Today’s content creator has to be spry, adaptable and data-smart.
That was the message of the CRTC and NFB’s pre-Discoverability Summit event that kicked off in Vancouver on Tuesday. Over the course of three hours, experts discussed the opportunities and the challenges facing content creators in a changing content landscape.
Keynote speaker Tony Chapman, a media pundit and former CEO of marketing agency Capital C, opened the day by discussing new platforms, ways to make content stand out and developing partnerships with brands. He urged content creators to explore new, growing platforms such as gaming and messaging.
“The opportunity is profound, because on all of these platforms, there will be an insatiable appetite for great content,” Chapman noted, adding that more than 25 billion machines will be connected to the internet by 2020.
Chapman stressed that content creators should focus on work that will resonate with viewers emotionally. For example, content created for millennials should focus on tapping into that demo’s desire for wanting the most out of life.
“It’s not eyeballs, it’s not impressions; it’s how immersed that individual is,” Chapman said.
He also stressed the use of data to form strategies for engaging audiences over time and pointed to it as a way for brand partners to measure the success of content, which in turn can help pique the interest of an international party who may want to pick up a format.
Chapman, who worked on Temple Street Productions’ 2011 competition series Recipe to Riches while he was at Capital C, said the type of data available today would have been invaluable to the series had it been available that time. (Recipe has, incidentally, been sold as a format internationally.) Even granular data – such as how people may have acquired Loblaws loyalty cards following the show’s broadcast – can be valuable, Chapman said.
Data was also the focus of a roundtable discussion that followed featuring panelists Chapman, Sara Diamond, president and vice-chancellor at OCAD University; Tessa Sproule, co-founder and CEO at Vubble; Ling Lin, head of content partnerships at YouTube Canada; Nathan Wiszniak, label relations at Spotify Canada; Ashkan Karbasfrooshan, CEO and editor-in-chief, WatchMojo and Moyra Rodger, founder and CEO of Magnify Digital and Out to See Entertainment Inc.
While Diamond said that the media industry needs to do a better job of using and understanding analytics, as does creators, Sproule noted that creating content based on data is difficult when big media companies online, like Facebook, have a locked box around the data they collect. Karbasfrooshan, on the other hand,cautioned against thinking data can be be a cure-all to the issues producers and media companies are facing.
Some of the discussion focused on opening up mindsets to more new distribution strategies. YouTube’s Lin said media executives should get on board with new collaborative models. Gucci, she noted, doesn’t just sell purses in its stores, but amongst other brands in department stores as well. “A lot of the traditional media people need to share that open mind set and ask whether testing those kinds of models will help them,” she said.

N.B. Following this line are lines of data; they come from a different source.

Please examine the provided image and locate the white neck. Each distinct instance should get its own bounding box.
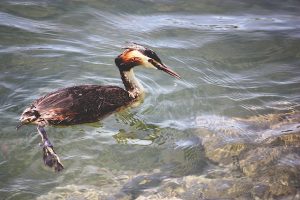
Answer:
[120,69,144,98]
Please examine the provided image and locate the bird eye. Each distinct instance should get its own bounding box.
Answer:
[144,49,161,63]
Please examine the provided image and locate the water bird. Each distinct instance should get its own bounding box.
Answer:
[17,43,180,171]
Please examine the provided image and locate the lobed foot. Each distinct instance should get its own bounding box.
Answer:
[37,126,64,172]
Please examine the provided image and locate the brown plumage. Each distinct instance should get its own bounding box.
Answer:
[18,44,180,171]
[30,85,134,125]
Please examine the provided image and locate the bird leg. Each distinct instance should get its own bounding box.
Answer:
[37,126,64,172]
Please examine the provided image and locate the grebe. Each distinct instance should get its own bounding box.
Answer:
[17,43,180,171]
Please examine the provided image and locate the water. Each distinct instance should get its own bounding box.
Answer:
[0,0,300,199]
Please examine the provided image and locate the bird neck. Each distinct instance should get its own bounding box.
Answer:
[120,68,144,98]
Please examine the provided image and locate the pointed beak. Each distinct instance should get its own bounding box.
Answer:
[149,59,180,79]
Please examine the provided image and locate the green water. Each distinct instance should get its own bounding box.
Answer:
[0,0,300,199]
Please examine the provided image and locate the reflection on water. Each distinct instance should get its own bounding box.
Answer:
[0,0,300,199]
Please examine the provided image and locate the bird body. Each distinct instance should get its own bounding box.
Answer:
[17,44,180,171]
[24,85,134,126]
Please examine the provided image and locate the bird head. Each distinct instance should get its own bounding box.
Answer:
[115,43,180,79]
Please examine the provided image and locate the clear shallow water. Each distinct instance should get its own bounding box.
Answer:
[0,1,300,199]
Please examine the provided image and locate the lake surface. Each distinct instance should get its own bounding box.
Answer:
[0,0,300,200]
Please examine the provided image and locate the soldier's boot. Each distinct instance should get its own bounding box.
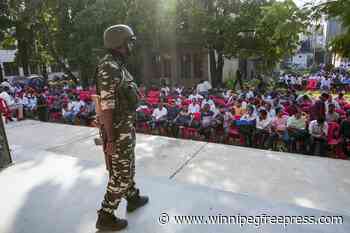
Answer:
[96,209,128,231]
[126,191,149,213]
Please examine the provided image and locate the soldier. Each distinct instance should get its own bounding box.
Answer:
[96,25,148,231]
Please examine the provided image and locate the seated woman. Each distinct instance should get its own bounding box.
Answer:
[254,109,271,148]
[152,103,168,134]
[309,117,328,157]
[174,105,192,137]
[236,105,256,147]
[200,104,214,140]
[287,108,308,153]
[340,110,350,158]
[267,107,288,150]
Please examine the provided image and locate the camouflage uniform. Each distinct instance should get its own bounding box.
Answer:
[97,54,139,213]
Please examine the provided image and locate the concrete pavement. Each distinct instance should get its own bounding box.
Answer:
[0,121,350,233]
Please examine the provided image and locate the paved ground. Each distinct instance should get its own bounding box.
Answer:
[0,121,350,233]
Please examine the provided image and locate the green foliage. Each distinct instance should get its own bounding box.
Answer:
[0,0,310,85]
[313,0,350,58]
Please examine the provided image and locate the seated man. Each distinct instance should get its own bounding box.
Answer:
[200,104,214,140]
[62,102,75,124]
[326,104,339,123]
[167,101,180,136]
[309,117,328,156]
[0,86,23,120]
[340,110,350,158]
[287,108,308,153]
[188,99,201,114]
[152,103,168,134]
[267,107,288,150]
[254,109,271,148]
[174,105,191,127]
[236,105,256,147]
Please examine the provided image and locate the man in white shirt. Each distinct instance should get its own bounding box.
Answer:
[321,77,331,91]
[152,103,168,134]
[188,99,201,114]
[201,96,216,113]
[188,91,204,101]
[309,118,328,156]
[72,97,85,114]
[0,87,15,109]
[254,109,271,148]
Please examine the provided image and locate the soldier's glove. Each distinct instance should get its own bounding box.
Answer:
[104,141,117,156]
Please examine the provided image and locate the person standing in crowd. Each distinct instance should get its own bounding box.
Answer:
[188,99,201,114]
[152,103,168,134]
[96,25,148,231]
[37,92,49,122]
[287,108,308,153]
[200,104,214,140]
[326,104,339,123]
[254,109,271,148]
[340,110,350,158]
[310,93,329,121]
[167,100,180,136]
[309,117,328,157]
[267,107,288,150]
[196,80,209,96]
[239,105,256,147]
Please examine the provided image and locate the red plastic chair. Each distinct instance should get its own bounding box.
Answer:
[193,112,202,121]
[343,104,350,111]
[327,122,340,146]
[0,98,12,123]
[50,112,62,121]
[137,122,151,133]
[306,79,317,91]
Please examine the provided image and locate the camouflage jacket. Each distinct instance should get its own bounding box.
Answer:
[97,54,139,120]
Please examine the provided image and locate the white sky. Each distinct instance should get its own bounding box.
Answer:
[293,0,325,7]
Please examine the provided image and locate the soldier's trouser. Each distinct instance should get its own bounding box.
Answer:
[102,127,138,213]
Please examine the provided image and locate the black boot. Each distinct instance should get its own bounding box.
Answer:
[126,191,148,212]
[96,210,128,231]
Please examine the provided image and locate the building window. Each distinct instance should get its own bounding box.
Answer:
[181,54,191,79]
[3,62,19,76]
[50,64,62,73]
[193,54,203,79]
[29,64,39,74]
[163,58,171,78]
[152,55,161,78]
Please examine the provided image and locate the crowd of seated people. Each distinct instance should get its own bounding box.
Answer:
[0,81,95,125]
[279,63,350,92]
[137,66,350,158]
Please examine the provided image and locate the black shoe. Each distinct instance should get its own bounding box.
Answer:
[126,192,148,212]
[96,210,128,231]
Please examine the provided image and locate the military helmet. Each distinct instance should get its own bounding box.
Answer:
[103,24,136,49]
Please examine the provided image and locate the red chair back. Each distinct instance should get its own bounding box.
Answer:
[327,122,340,145]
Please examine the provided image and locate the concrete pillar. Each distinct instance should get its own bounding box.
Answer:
[46,65,52,74]
[18,67,24,76]
[208,52,213,85]
[0,63,5,81]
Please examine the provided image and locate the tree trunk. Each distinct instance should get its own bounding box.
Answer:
[216,52,225,86]
[209,49,216,87]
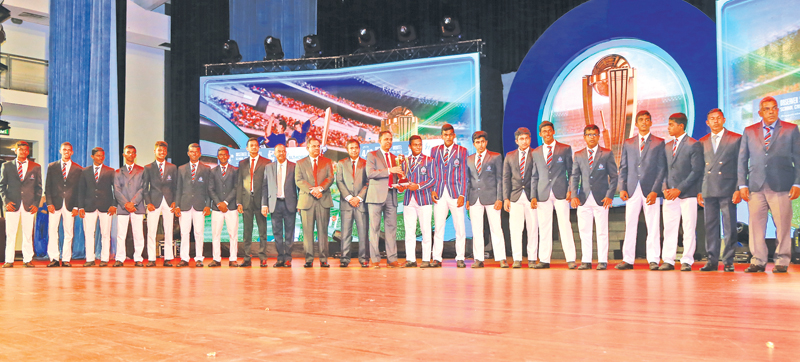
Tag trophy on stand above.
[583,54,636,166]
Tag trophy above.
[583,54,636,166]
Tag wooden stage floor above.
[0,259,800,361]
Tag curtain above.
[230,0,317,61]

That mindset extends to legacy media companies, many panelists noted, which are currently slimming down to compete in an era of declining subscribers and ad dollars.
“A lot of profit still being made in TV, but it’s because of cutting,” said Chapman. “And you can’t cut your way to growth. It’s a Band-Aid solution and you can’t reinvent by cutting out the young, smart people. Maybe one or two of the companies will be scared enough to reinvent.”
Karbasfrooshan said economics still aren’t forcing companies to reinvent at a fast enough pace. “I used to think TV would survive, but now seeing the paranoia from executives I think a lot of companies will disappear if they don’t kill themselves and rebuild,” he said.
There appeared to be a number of Bell Media staff in the room, who chimed in with questions and points of view during the Q&A session that followed. Two Bell Media audience members, who did not identify themselves by name, said that they felt heartened listening in to the conversations around new platforms, new distribution strategies and new content partnerships because Bell Media was already doing all that was discussed.
“We obsess over these things every day,” said one. “We invest in Google AdWords, we’re putting episodes on YouTube to try and leverage it and reach new consumers who then may be interested in other products we have to offer. Gamification is something we have delved into but not every show is appropriate for [gamification]…Discoverability is all about marketing and marketing is all about a mix. I believe the broadcasters have a major role to play in that.”
His colleague stated that content still needs to be curated and the big broadcasters have demonstrated their skills in that department. “Media companies put a lot of time and thought into these brands as well, recognizing and acknowledging who they are. That is what has made us trusted curators historically.”
The pre-Discoverability Summit event series continues tomorrow in Montreal.